Je prenais plaisir à voir souffrir Neji, le voir à terre, à ma place habituelle. Je me sentais puissant, et je comprenais alors le besoin de ces adolescents de me mettre à genoux devant eux. Ils avaient besoin d'exister, de se sentir vivre, d'être quelqu'un au milieu de ce monde tout blanc ou tout noir. Je comprenais leur besoin de devenir une couleur, pour dominer le reste de ce monde incolore. Ils avaient besoin, de se sentir supérieur, à quiconque montrant un signe de faiblesse.

Je me perdai dans le fil de mes pensées et la main de Sasuke, tendue juste devant mon visage collé au sol, me réveilla de ma transe philosophique. J'hésitais à la prendre cette main. Elle était pure, sainte, salvatrice. Et la mienne n'était que malheur et immondices. Je doutais, et Sasuke s'impatientait.

— Tu la prends cette putain de main ? Ou faut que je te traine en dehors de ce bahut par la peau du cul ? Me cria-t'il à bout de patience.

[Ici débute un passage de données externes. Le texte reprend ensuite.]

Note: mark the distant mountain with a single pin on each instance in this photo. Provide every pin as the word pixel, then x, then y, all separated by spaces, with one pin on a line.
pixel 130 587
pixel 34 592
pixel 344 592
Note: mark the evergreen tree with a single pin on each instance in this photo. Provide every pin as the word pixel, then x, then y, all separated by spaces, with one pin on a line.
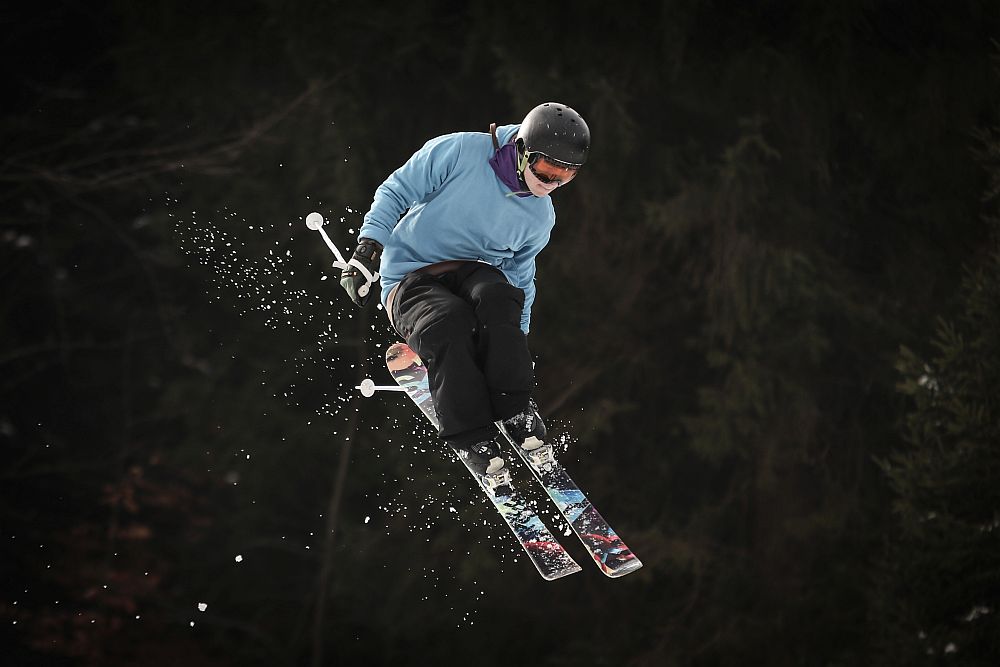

Je sursautai, et mon cœur parla pour moi, je saisis sa main. Il me tira violemment contre lui et j'heurtai son torse de plein fouet, je n'avais jamais remarqué comme il était large et puissant. Je mourais d'envie de passer mes doigts dessus, et je rougissais à cette idée saugrenue.

Oui j'étais vraiment bizarre, et je n'avais rien d'humain.

Sasuke embarqua nos affaires et me traîna en dehors du lycée par la capuche de mon sweat. Bientôt on se retrouvait dans la rue à marcher côte à côte, en silence. Je le trouvais agréable pour une fois ce silence. Bientôt l'intersection de notre séparation ferait son apparition. Sasuke tournerait à gauche dans la descente, et moi à droite dans la montée. Il ne restait que quelques mètres avant ce passage que je trouvais plus douloureux à chaque fois.

Soudain Sasuke s'arrêta et fixa mon visage. Il passa sa main sur ma paumette, et je le laissais faire, à quoi bon se battre contre lui, il était si têtu. Je grimaçais quand il appuya un peu plus, et je ne doutais pas de la couleur violette que prendrait mon corps dans quelques heures. Sasuke soupira et continua son chemin. Il ne se retourna pas. Le cœur tambourinant dans la poitrine je me jetais à l'eau :

— Sa.. Sasuke !

Il se retourna, étonné. C'était la première fois que je passais la barre des 40 décibels.

— Est... Est-ce que tu veux... Tu veux bien passer l'après midi avec... Avec moi demain ? Demandai-je le cœur bourré d'espoir.

Sasuke me fixait, les yeux ronds. Puis il pouffa, pas de manière excessive, mais c'était la première fois que je le voyais exprimer un semblant de rire.

— Si tu veux la pleureuse. Aller bye !

Et il me tourna le dos pour avancer, sans se retourner.

Dans ce monde tout blanc ou tout noir, moi j'étais juste noir.

Et Sasuke l'unique point lumineux de toute la galaxie.